Vergüenza
Recientemente fue aprobada por la Unión Europea la Directiva de Retorno, conocida ya en todo el mundo como "directiva de la vergüenza". Es un nombre apropiado porque este es el sentimiento que produce, sobre todo en los países de América Latina. En aquellos países que antes recibían a los españoles con las manos abiertas y hoy envían a sus hijos a la Madre Patria dejando familias rotas. Durante los años de bonanza se ha hecho la "vista gorda" pero todo cambia cuando llega la crisis (sí, Zapatero, crisis). Ya transcribí aquí una frase que dijo hace años Jodie Foster: "cuando hay crisis todos nos volvemos racistas" y el tiempo le ha dado la razón.
Es una vergüenza que el gobierno socialista español haya apoyado una directiva que persigue y encierra a los inmigrantes ilegales durante hasta 18 meses antes de devolverles a su lugar de origen, que dificulta el reagrupamiento familiar o que permite la expulsión de menores africanos a terceros países que ni siquiera conocen. En una Unión Europea dominada por la derecha de Berlusconi, Merkel y Sarkozy, al menos hay que agradecer que España haya impuesto algunas condiciones en el acuerdo final sobre inmigración. Entre otras, no se obligará a los inmigrantes a firmar ningún contrato ni a aprender el idioma como quería el presidente francés.
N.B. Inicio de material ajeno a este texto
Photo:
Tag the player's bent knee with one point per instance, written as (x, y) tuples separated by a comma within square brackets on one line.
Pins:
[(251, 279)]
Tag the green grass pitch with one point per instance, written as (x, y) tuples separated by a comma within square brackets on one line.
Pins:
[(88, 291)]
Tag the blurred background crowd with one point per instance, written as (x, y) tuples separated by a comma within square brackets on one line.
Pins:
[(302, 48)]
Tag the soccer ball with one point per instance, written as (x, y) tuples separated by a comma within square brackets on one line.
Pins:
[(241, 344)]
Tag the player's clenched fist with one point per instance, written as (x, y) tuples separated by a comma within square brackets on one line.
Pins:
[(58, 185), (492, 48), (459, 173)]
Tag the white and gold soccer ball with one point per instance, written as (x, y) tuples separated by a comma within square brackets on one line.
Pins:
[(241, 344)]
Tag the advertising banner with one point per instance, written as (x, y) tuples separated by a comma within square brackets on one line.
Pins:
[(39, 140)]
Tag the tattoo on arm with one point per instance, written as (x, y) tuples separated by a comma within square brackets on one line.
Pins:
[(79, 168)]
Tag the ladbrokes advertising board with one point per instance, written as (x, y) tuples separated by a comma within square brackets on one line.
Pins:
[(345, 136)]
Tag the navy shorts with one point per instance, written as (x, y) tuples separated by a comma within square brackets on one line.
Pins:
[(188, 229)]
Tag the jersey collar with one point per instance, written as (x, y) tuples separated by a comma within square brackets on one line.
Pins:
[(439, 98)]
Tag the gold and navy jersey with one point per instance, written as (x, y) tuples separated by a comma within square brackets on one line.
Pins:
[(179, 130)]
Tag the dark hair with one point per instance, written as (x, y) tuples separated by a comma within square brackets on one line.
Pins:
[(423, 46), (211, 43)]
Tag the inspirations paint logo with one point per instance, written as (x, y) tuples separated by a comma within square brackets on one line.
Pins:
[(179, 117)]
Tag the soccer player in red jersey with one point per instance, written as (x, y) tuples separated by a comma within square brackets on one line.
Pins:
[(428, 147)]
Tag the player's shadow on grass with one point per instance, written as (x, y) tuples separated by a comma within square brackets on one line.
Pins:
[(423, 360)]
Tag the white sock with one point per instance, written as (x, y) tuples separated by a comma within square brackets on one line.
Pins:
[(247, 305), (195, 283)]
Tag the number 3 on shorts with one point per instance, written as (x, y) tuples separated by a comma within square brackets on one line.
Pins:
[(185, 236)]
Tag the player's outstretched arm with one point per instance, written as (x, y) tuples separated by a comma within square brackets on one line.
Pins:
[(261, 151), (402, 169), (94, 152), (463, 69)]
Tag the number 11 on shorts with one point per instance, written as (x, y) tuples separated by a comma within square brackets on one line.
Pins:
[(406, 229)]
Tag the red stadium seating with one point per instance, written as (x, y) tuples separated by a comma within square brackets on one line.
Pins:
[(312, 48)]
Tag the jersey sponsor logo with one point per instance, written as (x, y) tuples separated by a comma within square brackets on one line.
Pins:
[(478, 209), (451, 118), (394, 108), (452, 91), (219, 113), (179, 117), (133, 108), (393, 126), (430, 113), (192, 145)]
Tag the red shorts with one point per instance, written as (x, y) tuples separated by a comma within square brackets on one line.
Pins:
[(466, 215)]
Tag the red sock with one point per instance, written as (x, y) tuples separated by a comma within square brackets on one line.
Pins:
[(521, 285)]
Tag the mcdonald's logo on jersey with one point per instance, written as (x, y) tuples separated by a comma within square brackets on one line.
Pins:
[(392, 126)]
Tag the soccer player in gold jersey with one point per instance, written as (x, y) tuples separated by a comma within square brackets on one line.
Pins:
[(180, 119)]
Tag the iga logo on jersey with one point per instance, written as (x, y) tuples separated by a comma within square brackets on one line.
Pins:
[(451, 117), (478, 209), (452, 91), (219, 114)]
Los progresistas sentimos vergüenza al ver cómo se pretende criminalizar a los inmigrantes ilegales ahora que no hay trabajo, después de habernos aprovechado de ellos durante tanto tiempo. Ahora que hay problemas económicos les culpamos de todos los males y queremos que se vayan para que no nos quiten el pan. Desde el gobierno nos dicen que para quienes tienen papeles, residencia y trabajo no hay nada que temer, pero ahora que esos bienes escasean muchos inmigrantes se plantean volver a sus países de origen. Los socialistas prometen ayudar a todos los que tomen esta decisión, a la vez que piden el derecho al voto para los que se queden y estén integrados en nuestra sociedad.
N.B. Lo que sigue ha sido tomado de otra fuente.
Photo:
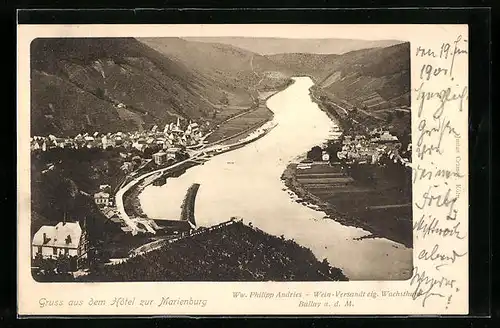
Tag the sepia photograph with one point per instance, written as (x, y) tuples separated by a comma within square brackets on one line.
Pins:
[(220, 159)]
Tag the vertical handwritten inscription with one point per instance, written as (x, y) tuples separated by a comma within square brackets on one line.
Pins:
[(439, 137)]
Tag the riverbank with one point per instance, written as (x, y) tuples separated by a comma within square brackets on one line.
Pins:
[(351, 203)]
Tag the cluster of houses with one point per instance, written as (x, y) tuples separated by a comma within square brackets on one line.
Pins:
[(363, 149), (173, 135)]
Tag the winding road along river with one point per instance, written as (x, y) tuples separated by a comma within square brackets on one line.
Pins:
[(247, 183)]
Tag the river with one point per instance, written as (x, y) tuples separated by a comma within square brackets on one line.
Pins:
[(247, 183)]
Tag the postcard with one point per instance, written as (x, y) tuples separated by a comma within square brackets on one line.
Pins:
[(242, 169)]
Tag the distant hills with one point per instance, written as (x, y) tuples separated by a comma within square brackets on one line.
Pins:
[(111, 84), (271, 46)]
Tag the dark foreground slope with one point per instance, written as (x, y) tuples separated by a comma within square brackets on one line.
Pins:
[(110, 84), (233, 253)]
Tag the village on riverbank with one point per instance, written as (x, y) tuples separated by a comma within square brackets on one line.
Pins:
[(335, 171)]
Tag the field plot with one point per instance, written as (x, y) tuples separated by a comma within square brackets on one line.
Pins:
[(378, 204)]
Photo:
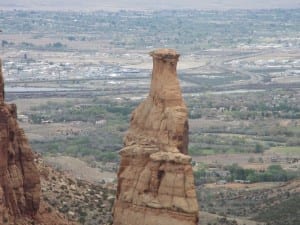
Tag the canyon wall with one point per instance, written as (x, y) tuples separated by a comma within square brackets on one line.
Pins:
[(19, 177)]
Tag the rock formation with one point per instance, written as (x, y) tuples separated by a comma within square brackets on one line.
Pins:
[(19, 177), (155, 178)]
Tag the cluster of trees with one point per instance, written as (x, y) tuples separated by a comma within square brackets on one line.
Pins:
[(273, 173)]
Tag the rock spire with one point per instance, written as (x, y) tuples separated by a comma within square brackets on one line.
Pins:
[(155, 178), (19, 177)]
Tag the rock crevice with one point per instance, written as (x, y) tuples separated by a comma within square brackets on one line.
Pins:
[(19, 177), (155, 178)]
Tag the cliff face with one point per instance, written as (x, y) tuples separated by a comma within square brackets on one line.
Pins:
[(19, 177), (155, 179)]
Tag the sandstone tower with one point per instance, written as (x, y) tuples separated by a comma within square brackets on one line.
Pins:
[(19, 177), (155, 179)]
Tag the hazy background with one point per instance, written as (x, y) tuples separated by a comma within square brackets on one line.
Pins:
[(147, 5)]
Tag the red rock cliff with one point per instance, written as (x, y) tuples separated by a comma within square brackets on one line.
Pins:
[(19, 177), (155, 179)]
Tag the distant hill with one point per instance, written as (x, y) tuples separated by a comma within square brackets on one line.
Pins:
[(146, 5)]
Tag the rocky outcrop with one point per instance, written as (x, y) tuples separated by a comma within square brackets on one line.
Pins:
[(155, 178), (19, 177)]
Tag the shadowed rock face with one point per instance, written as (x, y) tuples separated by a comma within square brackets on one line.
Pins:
[(155, 179), (19, 177)]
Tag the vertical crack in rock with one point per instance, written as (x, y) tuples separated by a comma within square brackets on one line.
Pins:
[(19, 177), (155, 178)]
Más vergüenza siento al ver las imágenes de lo que ha pasado esta última semana. A las costas del Sur de España han llegado varios cayucos cargados de muertos: hombres, mujeres, niños y bebés. Viendo el drama de estas personas me pregunto si en África no se han enterado de los derroteros que está tomando Europa, o si a pesar de saberlo les da lo mismo porque en sus países están peor. Cómo estarán de mal si deciden poner en peligro de muerte sus vidas y las de sus hijos recién nacidos. De qué sirve blindar Europa con murallas y leyes si siguen llegando a nuestras costas miles de africanos que se juegan la vida para nada. De qué sirve encerrarlos o devolverlos a sus países o a otros, si van a seguir intentando venir.
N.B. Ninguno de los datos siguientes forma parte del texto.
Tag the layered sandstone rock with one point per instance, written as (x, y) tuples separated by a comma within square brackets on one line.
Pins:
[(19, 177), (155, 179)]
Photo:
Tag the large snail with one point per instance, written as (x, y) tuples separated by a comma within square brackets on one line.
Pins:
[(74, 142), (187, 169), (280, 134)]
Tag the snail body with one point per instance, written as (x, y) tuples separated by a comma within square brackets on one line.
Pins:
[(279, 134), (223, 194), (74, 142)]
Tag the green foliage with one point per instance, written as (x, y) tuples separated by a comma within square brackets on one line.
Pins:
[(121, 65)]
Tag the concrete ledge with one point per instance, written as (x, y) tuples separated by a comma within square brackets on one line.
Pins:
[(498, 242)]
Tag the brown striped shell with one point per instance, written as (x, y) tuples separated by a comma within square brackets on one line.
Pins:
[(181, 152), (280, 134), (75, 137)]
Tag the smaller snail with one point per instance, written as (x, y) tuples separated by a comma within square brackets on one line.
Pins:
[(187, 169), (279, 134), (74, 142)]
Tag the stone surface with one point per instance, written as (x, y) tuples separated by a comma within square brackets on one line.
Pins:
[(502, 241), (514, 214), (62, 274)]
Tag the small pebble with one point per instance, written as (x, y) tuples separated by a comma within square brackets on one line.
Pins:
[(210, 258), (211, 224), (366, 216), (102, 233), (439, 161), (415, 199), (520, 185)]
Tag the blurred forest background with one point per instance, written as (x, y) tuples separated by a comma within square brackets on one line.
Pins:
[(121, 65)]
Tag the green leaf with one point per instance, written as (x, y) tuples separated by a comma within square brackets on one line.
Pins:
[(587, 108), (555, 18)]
La vergüenza que siento es tan grande como el egoísmo de Europa, que prefiere seguir mirándose el ombligo y preocupándose de sus pequeños problemas, en lugar de mirar al otro lado del Mar Mediterráneo. Al otro lado de ese mar cada día más lleno de cadáveres es donde están los verdaderos problemas y mejor haríamos en intentar solucionarlos. En lugar de poner barreras de todo tipo para impedir que vengan los africanos, deberíamos mejorar las condiciones infrahumanas de ese continente para que sus habitantes puedan quedarse a vivir allí. Deberíamos invertir en el desarrollo de aquellos países o al menos en explicar a los africanos los problemas que van a encontrar, pero es impensable dedicar recursos a estos asuntos ahora que estamos en crisis (sí, crisis, Zapatero).




Gema dijo
En estos días ha tenido lugar la cumbre anual del G8 en la isla japonesa de Hokkaido, al final más de lo mismo, los líderes allí reunidos tuvieron una comida con ¡¡19 platos!! mientras trataban de la crisis de los alimentos y de cómo ayudar al tercer mundo... mucha comilona y sonrisas entre los mandatarios, buenas palabras pero muy pocos hechos.
Los ricos cada vez más ricos a costa de que el resto sea cada vez más pobre.